Sky-high customer support check
I guess we, as human beings, don't really like giving up. The same goes when people have trouble with an app or a website — they'd contact customer support. You might think users do it now and then, it's a common thing, and startups are ready for that. And you're right, except for cases when people struggle with your product simultaneously and flood to customer support to help them. Your employees may not be ready for such a tense situation, so you'd need them to work overtime or find extra people to deal with it, which in both cases means extra spending.
Let's imagine this — you’re a fintech startup that came up with a banking app. Since you decided there was no time or need to do deep UX research, including user testing, before diving into development, you missed a tiny detail — a confirmation popup or screen before making a transaction. When you launched an app, some of its users sent $2,000 instead of $200, others did the same but mixed $150 with $1500, and now they're unhappy about it.
So people massively turn to customer support trying to get their money back. Your crew works overtime to solve the issue, which means additional labor costs. On top of that, you also need to roll back and fix the problem, which is more expensive at this point of development. Ouch.
As a business owner, I think you have more things to take care of. Why stress about this one, right? UX research can help you avoid such issues as you get to test your product from various angles before hitting the market.
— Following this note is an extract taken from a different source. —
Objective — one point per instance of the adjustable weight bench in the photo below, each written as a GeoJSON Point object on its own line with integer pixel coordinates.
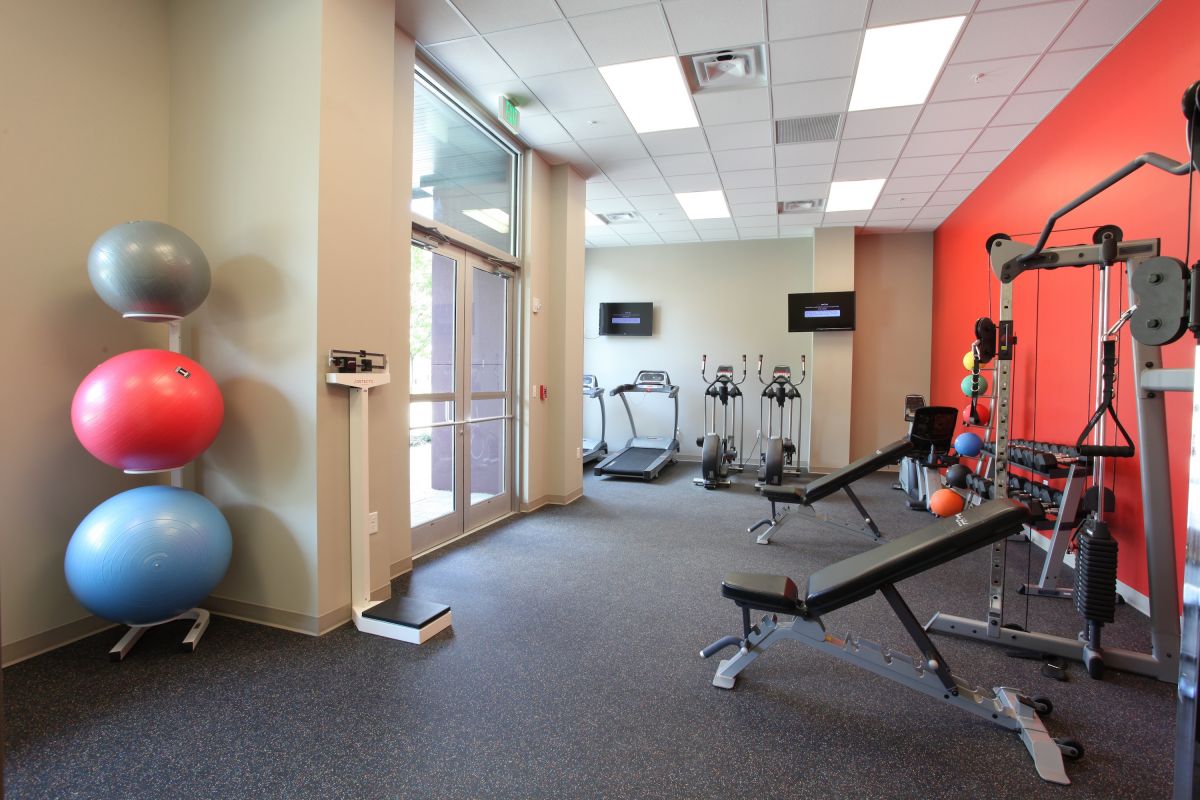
{"type": "Point", "coordinates": [879, 570]}
{"type": "Point", "coordinates": [931, 429]}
Struggling to build a connection with users and get their loyalty
Good design is when people can trouble-free navigate your product and get their job done. Great design is the latter, plus a deeper connection with your target audience that helps turn them into loyal advocates of your offer. This magic happens when you put users' needs at the center of the design process. And this, in turn, is possible with UX research — when you understand your potential customers and think of ways how your product can solve the issues they face. But, without in-depth analysis, achieving it can be a true challenge.
Moreover, it's not about an emotional connection with the target audience alone. There is a more rational side to it. As a business owner, you strive to reach customers and empower them to stay and use your product constantly, which is five times more cost-effective than attracting new ones. And so when you know your target audience, you will develop solutions to make them come back again and again and, thus, increase the retention rate.
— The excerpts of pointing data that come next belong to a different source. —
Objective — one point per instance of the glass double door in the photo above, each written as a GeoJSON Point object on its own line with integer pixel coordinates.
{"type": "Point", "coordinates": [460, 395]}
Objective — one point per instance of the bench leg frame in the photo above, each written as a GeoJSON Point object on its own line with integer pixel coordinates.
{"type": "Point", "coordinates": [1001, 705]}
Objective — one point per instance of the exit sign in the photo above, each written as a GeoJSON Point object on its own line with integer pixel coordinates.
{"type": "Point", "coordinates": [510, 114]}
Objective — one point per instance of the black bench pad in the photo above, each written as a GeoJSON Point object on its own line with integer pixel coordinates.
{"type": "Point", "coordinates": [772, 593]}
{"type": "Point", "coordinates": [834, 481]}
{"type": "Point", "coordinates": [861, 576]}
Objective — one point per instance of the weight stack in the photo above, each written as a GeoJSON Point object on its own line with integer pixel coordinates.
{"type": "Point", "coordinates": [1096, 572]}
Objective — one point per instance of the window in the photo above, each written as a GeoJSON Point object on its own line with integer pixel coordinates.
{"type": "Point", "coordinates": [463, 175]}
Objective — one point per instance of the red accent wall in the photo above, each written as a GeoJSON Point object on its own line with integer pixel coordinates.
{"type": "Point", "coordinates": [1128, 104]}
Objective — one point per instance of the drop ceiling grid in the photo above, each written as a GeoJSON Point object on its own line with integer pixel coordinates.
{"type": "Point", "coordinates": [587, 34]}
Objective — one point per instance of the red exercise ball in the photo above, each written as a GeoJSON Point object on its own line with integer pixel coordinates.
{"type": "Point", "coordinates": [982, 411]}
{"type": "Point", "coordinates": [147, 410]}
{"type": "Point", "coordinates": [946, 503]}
Falling behind competitors
You'd probably agree that competition is ruthless and going strong. And so if you don't stand out, people won't see you. One of the ways to catch your target audience's eye is design that addresses their needs. And here we go again — UX research is what can help you achieve it. You get to explore other businesses' features and their success, compare them to what users want and develop a solution that would turn your customers' heads.
Here's a story about an app called Google Wave. It allowed people to build documents the company called "waves" from conversations. The app was a hot mix of features one would find in emails, instant messaging, online forums, and wikis.
What went wrong? The team filled Wave with the functionality they assumed people needed, but it didn't replace any collaboration tools on the market. The product turned out to be too complex for users to understand. So Google Wave moved on to be an invite-only service which didn't really benefit it as such a move caused friction for those who wanted to try the app. In 15 months, the team shut down the initiative.